Regulation of glucagon secretion by GLP-1: a role for GLP (9-36) mediated by a novel GLP-1 receptor?
GLP-1 is a potential therapy for diabetes because it increases insulin production and reduces production of glucagon, a hormone that elevates blood glucose. Dr Ramracheya will study islets in the lab to uncover the mechanisms involved in GLP-1 action.
Background to research
The high blood glucose levels experienced in Type 1 and Type 2 diabetes result from insufficient release of insulin combined with over-production of glucagon. Glucagon is a hormone produced by alpha-cells in the pancreas that increases blood glucose by causing glucose to be released from stores in the liver. Glucagon-like peptide-1 (GLP-1) is a hormone that has great potential as a treatment for diabetes because it increases insulin production and reduces the production of glucagon. Currently GLP-1 itself, drugs similar to GLP-1 (such as Byetta) and drugs that prevent the breakdown of GLP-1 (such as Sitagliptin) are used to help manage blood glucose in people with diabetes. The mechanisms by which GLP-1 improves insulin production are well-understood but much less is known about the mechanisms by which GLP-1 inhibits glucagon production and how these vary in diabetes.

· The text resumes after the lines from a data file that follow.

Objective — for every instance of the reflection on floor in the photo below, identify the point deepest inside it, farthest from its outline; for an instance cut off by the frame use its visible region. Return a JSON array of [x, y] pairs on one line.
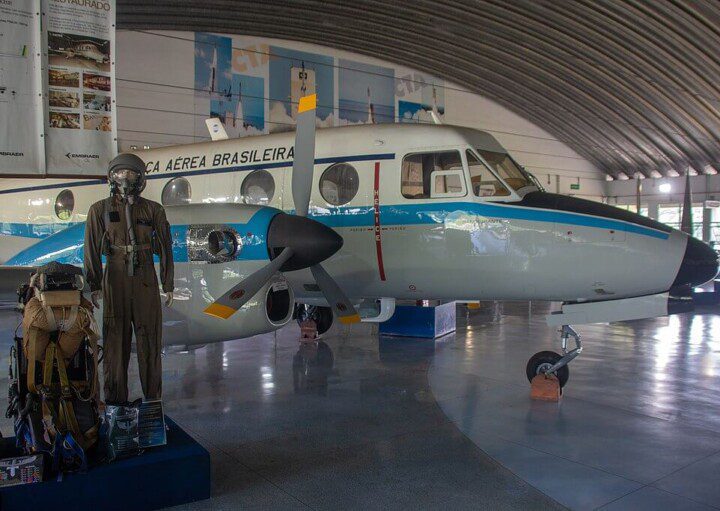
[[639, 423], [360, 424], [348, 425]]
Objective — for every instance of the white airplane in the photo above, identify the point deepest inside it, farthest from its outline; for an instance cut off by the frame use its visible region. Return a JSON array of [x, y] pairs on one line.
[[392, 211]]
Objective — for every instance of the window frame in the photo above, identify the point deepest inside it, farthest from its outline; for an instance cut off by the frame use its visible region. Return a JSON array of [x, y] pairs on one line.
[[513, 197], [451, 172], [463, 172], [328, 169], [270, 197], [186, 200], [71, 212]]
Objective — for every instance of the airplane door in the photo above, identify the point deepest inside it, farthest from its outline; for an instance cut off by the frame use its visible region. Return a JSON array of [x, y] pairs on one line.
[[430, 191]]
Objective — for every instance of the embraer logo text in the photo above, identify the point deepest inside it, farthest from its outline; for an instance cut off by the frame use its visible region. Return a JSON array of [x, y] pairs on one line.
[[75, 155]]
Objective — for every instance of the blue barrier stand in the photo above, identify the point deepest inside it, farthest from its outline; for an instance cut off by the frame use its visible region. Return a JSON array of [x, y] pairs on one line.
[[174, 474], [417, 321]]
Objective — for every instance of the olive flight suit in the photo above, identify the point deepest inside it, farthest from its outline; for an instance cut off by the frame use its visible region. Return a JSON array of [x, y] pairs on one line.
[[129, 302]]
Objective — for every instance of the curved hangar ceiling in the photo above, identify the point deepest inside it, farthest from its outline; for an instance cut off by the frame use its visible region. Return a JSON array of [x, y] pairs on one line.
[[631, 85]]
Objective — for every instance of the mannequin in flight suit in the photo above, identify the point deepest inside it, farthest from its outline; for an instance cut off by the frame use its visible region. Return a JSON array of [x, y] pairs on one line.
[[125, 227]]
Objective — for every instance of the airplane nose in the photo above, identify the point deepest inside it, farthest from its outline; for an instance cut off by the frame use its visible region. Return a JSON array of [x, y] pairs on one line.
[[311, 241], [699, 264]]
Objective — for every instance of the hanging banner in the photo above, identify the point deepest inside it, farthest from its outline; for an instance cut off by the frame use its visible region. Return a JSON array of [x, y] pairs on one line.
[[21, 104], [80, 110]]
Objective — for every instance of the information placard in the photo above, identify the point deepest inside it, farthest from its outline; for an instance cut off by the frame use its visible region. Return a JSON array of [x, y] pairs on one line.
[[21, 106], [81, 123]]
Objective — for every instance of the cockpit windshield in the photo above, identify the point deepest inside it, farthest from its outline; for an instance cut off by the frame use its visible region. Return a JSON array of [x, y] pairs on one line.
[[507, 169]]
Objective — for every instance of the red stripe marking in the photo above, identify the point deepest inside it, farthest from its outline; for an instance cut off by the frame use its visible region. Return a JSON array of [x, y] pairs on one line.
[[376, 206]]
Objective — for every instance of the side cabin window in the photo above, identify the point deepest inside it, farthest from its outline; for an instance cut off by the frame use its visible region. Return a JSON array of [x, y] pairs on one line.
[[483, 181], [432, 175]]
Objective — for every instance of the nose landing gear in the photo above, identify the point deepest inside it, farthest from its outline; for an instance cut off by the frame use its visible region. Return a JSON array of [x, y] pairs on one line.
[[551, 363]]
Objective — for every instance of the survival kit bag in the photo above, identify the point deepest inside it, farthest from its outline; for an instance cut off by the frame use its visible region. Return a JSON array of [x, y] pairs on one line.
[[54, 374]]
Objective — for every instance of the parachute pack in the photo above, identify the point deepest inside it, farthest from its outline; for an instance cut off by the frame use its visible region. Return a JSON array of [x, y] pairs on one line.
[[54, 382]]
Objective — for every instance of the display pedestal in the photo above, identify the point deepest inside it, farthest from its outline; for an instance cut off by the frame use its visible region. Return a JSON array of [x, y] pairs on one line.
[[174, 474], [416, 321]]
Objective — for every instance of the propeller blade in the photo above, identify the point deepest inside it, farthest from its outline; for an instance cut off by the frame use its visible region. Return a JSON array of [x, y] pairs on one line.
[[237, 296], [340, 304], [304, 156]]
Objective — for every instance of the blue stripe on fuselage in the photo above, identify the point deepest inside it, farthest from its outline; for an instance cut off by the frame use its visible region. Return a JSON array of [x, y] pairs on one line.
[[66, 246], [431, 213], [38, 231]]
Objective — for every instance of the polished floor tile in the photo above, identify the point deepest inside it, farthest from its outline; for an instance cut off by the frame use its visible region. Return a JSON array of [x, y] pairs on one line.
[[652, 499], [367, 423], [637, 412], [698, 481], [351, 425]]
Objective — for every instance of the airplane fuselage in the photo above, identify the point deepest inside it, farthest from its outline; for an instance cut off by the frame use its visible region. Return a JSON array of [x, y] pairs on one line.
[[521, 244]]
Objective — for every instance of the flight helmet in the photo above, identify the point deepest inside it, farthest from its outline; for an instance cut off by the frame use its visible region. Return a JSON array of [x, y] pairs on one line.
[[126, 175]]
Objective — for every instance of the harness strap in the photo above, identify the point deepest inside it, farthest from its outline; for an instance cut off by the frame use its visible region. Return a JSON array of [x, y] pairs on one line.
[[50, 317], [129, 249]]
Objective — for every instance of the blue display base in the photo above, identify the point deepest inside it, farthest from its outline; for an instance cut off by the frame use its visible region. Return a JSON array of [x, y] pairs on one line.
[[174, 474], [416, 321]]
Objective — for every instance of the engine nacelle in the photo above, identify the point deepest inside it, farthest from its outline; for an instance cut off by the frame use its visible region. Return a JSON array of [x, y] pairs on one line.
[[185, 323], [215, 246]]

Dr Ramracheya aims to uncover GLP-1-related effects on the release of glucagon from islets in the pancreas and will find out if these effects involve an as yet unidentified receptor for GLP-1. This will involve studying the effects of GLP-1 on electrical activity and chemical signalling in alpha cells of the pancreas, finding out if alpha cells contain a GLP-1 receptor distinct from the one in beta cells, performing studies to work out the molecular structure of the receptor and studying the signalling mechanisms that work to stop glucagon release. Her work will involve studying isolated human islets in the laboratory and comparing the effects of GLP-1 with drugs that mimic the effects of GLP-1
Potential benefit to people with diabetes
The role of the hormone glucagon in the management of diabetes has so far been largely overlooked in the search for new therapies to increase insulin production. In the long term, findings from this Fellowship could lead to the development of new therapies for accurately targeting the overproduction of glucagon in both Type 1 and Type 2 diabetes.